Author Q & A with Kara Davidson
December 30, 2021

This week’s Author Q&A is with Kara Davidson. Kara is an actor, playwright, and teaching artist currently pursuing her MFA in Writing for Stage and Screen at the University of Nebraska at Omaha. Her script, “The Farewell Burn,” won the 2021 Honey Bee Literature Prize in script writing and was published in our 5th issue of The Good Life Review.
Kara elected to answer a number of our questions however, in order to put priority on this time-sensitive answer, we’re stepping out of the typical flow to highlight the 10-episode serial audio play she wrote that is available for free only through December 31st. It was inspired by Bram Stoker’s classic Dracula and features a beautiful original score by Kevin O’Donnell. To listen please visit https://www.thehousetheatre.com/dracula.
We asked Kara what fuels her desire to write.
Her response: What fuels my desire to write is the possibility that my work will feel familiar to someone else, and how it could help them illuminate something touching or true about their own life, their relationships, or their journey. Providing a vehicle through which someone can process previously intangible or inaccessible emotions is a very meaningful gift to be able to give someone.
We also asked Kara how she knows when a piece of writing is finished.

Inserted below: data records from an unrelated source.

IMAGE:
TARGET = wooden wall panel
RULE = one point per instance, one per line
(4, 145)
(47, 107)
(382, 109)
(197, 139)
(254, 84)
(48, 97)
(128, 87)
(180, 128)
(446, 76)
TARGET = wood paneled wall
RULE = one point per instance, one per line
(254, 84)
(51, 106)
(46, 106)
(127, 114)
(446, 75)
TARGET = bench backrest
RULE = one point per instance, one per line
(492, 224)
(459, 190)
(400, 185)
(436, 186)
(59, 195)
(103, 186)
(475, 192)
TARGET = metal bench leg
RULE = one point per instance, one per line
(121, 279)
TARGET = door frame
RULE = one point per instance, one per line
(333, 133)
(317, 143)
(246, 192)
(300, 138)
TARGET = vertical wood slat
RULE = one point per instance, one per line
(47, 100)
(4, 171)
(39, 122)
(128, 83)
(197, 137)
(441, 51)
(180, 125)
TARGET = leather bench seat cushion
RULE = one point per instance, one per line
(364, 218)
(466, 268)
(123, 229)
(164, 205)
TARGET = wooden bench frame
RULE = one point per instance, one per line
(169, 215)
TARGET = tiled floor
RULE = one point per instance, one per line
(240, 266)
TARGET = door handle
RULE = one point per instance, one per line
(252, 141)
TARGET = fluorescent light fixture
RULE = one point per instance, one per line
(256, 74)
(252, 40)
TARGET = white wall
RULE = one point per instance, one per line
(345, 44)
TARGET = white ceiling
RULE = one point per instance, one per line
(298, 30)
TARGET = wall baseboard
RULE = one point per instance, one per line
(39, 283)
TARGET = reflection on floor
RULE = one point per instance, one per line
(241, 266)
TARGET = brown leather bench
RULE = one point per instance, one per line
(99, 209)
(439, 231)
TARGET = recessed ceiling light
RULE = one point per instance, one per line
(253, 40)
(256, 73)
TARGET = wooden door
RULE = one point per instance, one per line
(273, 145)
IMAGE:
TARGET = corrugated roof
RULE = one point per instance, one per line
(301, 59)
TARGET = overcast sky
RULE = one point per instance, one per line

Her response: “I don’t ever think of my writing as “finished”. It’s more of a snapshot of who I was in a specific time/place/moment of my life. And it’s possible that I might return to a piece, again and again, to morph it into something new or different. I also feel this way because I write for the theatre, which is such a team sport. Knowing that actors will inhabit my words, a director will infuse their own experiences into shaping the piece, and designers will make my fabricated world tangible — it’s incredibly exciting to think of my piece as an unfinished part of the puzzle.”
Circling back to her winning script in the latest issue, we asked Kara to tell us some unique or surprising detail about the origin, drafting, and/or final version of that script.
Her response: This piece was inspired by an essay written by Brian Phillips which is included in his book, Impossible Owls. I was killing time at a bookstore and made a random grab at the shelves and developed an immediate crush on his writing/reportage style. I live for these moments when art inspires art — it makes me feel like artists of all mediums are cosmically and intrinsically connected, nourished by breathing each others’ air back and forth. It’s very intimate.
And finally, as it is will all our artists, we asked what she thinks of when she hears the phrase “The Good Life?”
She summed this up nicely by responding: “Alignment. With self, nature, and community.”
Kara has previously worked with Manual Cinema, The House Theatre of Chicago, Lookingglass Theatre, Chicago Shakespeare Theatre, ABLE Ensemble, Actors Theatre of Louisville, Nebraska Repertory Theatre, and Flatwater Shakespeare, among others. She is a co-founder and director of a monthly virtual workshop called The Lab which aids in developing new works-in-progress by artists from all across the country (www.thelab.blog).
Thanks, Kara, for being a part of our 5th issue and for participating in this Q & A!